Plagas de insectos en plantas

Publicado el 2 de marzo de 2017

Insectos en plantas

Todas las plantas y muy especialmente las de jardín están expuestas al ataque de multitud de insectos y otros animales que, aunque no pertenezcan a dicha clase, pueden ser combatidos como éstos. De estos últimos los que más comúnmente nos podremos encontrar serán los ácaros (arañuelas), ciertos crustáceos terrestres (cochinillas de la humedad) y algunos miriápodos (ciempiés).

¿Qué daños causan los insectos?

Los insectos y sus crías, al igual que el resto de los seres vivos, necesitan comer para vivir y desarrollarse y es aquí donde empiezan los problemas para el floricultor. Según su forma de alimentarse, los insectos pueden clasificarse en dos grandes grupos: chupadores y masticadores.

Los primeros se caracterizan porque su aparato bucal está formado por un largo estilete con el que el animal perfora el tallo o la hoja y mediante el que absorbe la savia a la planta. Entre los de este tipo los más perjudiciales y conocidos son las chinches y los pulgones.

Los insectos masticadores tienen un aparato bucal provisto de dos mandíbulas que funcionan igual que diminutas tijeras con las que cortan, trituran y engullen trozos de hoja o tallo. Los saltamontes y cigarras serían un buen ejemplo.

Por último, hay un gran grupo formado por las mariposas y ciertas moscas que, si bien en estado adulto no producen daños, pues se alimentan del néctar de las flores, en estado juvenil, esto es, en forma de larva o gusano son devastadores.

¿Todos los insectos son perjudiciales para las plantas?

Es obvio que hay insectos como las abejas que no sólo no perjudican ni al hombre ni a sus plantaciones, sino que además le proporcionan productos útiles, como la cera o la miel, y favorecen la multiplicación de los vegetales al transportar el polen de una flor a otra.

En el terreno concreto de las plagas hay ciertos grupos que no sólo no actúan como tales, sino que contribuyen de forma muy eficaz a controlarlas.
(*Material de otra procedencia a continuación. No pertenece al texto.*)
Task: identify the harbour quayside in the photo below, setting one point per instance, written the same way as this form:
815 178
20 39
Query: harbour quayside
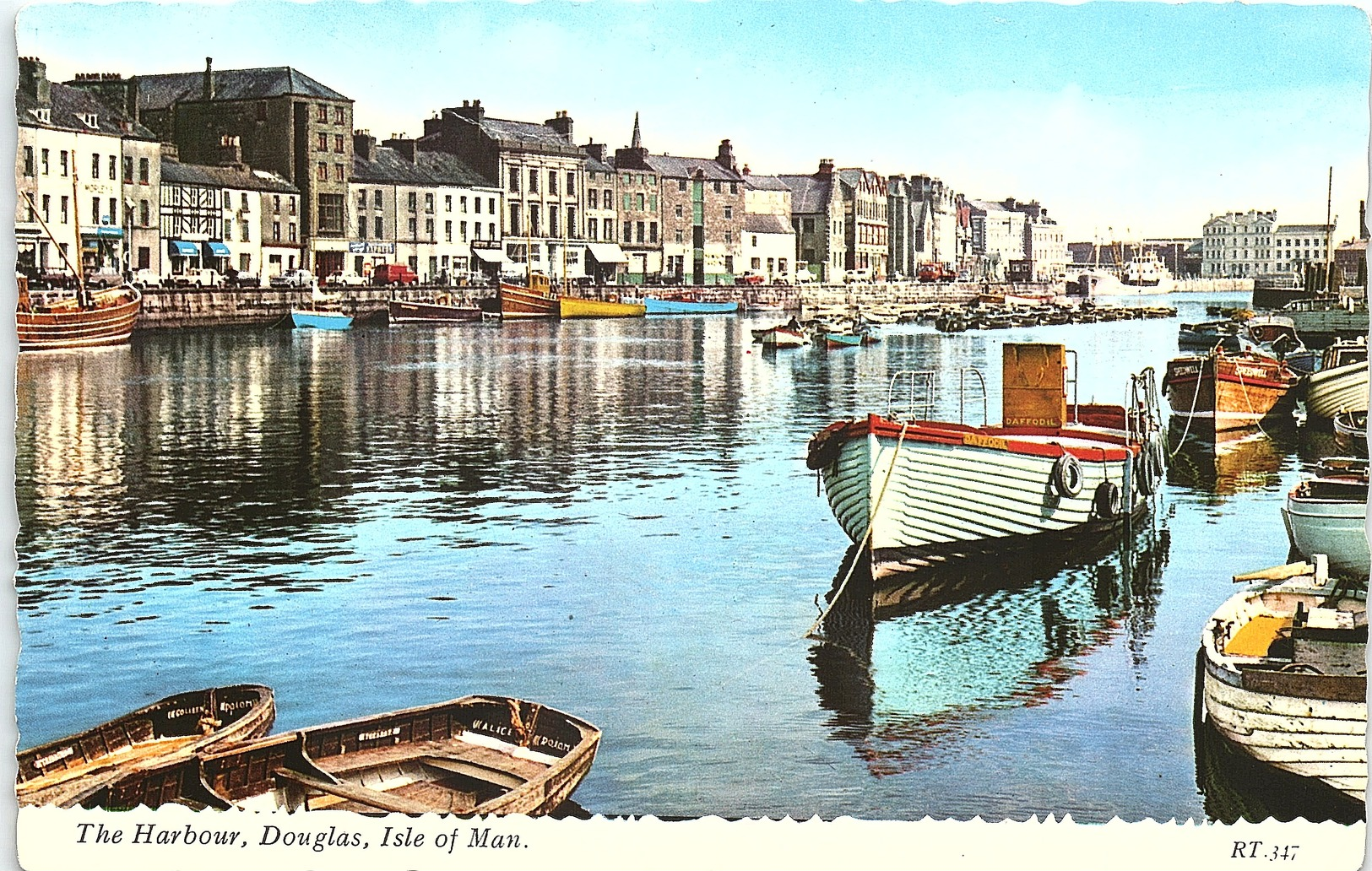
910 491
476 755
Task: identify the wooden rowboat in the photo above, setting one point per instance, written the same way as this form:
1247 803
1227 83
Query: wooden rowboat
476 755
577 307
65 772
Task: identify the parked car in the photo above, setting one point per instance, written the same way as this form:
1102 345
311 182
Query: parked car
294 278
393 273
198 278
342 279
103 278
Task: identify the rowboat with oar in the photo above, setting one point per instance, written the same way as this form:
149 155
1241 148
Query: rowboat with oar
907 489
1284 678
65 772
476 755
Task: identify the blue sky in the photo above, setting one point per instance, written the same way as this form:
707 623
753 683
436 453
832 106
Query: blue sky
1136 116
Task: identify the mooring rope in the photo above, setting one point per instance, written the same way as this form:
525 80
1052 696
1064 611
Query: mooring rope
871 519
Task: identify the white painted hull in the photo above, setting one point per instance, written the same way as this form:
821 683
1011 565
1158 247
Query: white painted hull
948 494
1332 528
1342 388
1299 732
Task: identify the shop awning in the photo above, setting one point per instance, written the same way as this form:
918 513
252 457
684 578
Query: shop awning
607 252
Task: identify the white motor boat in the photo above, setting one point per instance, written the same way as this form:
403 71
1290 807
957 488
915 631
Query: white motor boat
1284 678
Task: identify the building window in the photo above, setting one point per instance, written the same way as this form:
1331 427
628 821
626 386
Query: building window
331 214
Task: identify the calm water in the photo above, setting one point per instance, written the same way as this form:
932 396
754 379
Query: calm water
612 517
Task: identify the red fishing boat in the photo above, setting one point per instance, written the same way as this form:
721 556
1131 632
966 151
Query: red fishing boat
1216 392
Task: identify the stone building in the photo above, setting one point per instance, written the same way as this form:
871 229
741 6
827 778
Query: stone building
865 221
1239 245
818 219
426 210
702 208
285 122
80 165
541 173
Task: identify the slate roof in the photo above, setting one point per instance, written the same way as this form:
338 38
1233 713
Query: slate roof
685 168
175 171
766 182
164 89
70 105
766 224
431 168
807 193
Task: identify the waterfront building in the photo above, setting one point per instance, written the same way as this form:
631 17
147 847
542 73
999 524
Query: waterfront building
541 175
285 122
1297 246
72 154
768 235
702 208
607 262
426 210
818 219
865 221
213 217
1239 245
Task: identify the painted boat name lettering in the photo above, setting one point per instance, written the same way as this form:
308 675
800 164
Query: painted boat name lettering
52 757
976 439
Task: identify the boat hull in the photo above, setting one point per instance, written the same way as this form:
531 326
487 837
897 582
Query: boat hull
430 313
519 302
306 318
574 307
1334 391
958 490
681 306
68 771
62 328
1310 721
1217 394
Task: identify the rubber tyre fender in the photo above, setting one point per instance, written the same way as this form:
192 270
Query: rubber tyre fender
1066 476
825 446
1106 501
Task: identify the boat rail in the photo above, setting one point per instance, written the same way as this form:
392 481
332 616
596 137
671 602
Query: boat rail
925 402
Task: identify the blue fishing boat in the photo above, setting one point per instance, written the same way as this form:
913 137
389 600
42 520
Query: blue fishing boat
687 306
320 318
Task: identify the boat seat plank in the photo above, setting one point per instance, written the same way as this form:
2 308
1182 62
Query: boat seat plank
1257 636
369 798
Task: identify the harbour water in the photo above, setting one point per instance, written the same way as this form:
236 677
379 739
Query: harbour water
615 517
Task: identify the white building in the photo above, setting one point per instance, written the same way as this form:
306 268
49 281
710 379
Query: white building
68 175
1239 245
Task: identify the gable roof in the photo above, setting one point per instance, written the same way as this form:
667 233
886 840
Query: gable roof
68 111
160 91
175 171
807 193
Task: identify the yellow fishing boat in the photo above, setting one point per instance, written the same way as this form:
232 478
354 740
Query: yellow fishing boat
574 307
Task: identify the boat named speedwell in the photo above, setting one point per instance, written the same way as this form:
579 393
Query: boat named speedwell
907 490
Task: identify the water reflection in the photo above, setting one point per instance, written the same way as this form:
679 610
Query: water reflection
904 684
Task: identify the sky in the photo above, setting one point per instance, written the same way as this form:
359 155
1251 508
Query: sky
1124 120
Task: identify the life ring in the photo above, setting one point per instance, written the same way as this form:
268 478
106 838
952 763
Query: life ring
1106 501
825 446
1066 476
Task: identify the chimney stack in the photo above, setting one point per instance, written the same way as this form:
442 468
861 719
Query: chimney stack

El ejemplo más conocido es el de la mariquita (Coccinella septempunctata), insecto carnívoro que devora a los pulgones tanto en estado de adulto como en fase larvaria. Otro acérrimo enemigo, en este caso de las cochinillas, es el coleóptero Novius cardinalis, que da tan buenos resultados para combatir las plagas que es criado artificialmente en los Institutos de Fitopatología de diversos países.

¿Cómo se combaten los insectos?

La industria química ha desarrollado en los últimos años toda una gama de nuevos insecticidas. Según su forma de actuación pueden agruparse en:

Insecticidas de contacto: que actúan atacando la cutícula protectora del animal u ocluyendo sus orificios respiratorios. Son muy eficaces en el tratamiento de las plagas de insectos chupadores.

Insecticidas de ingestión: denominados así porque el animal los capta cuando devora las plantas tratadas.

Insecticidas clorados y fosforados: sin duda los más eficaces y de más amplio radio de acción.

Insecticidas sistémicos: denominados así porque la planta los incorpora a sus jugos vegetales y pasan al insecto cuando éste chupa la savia. Tienen el inconveniente de que suelen ser muy tóxicos.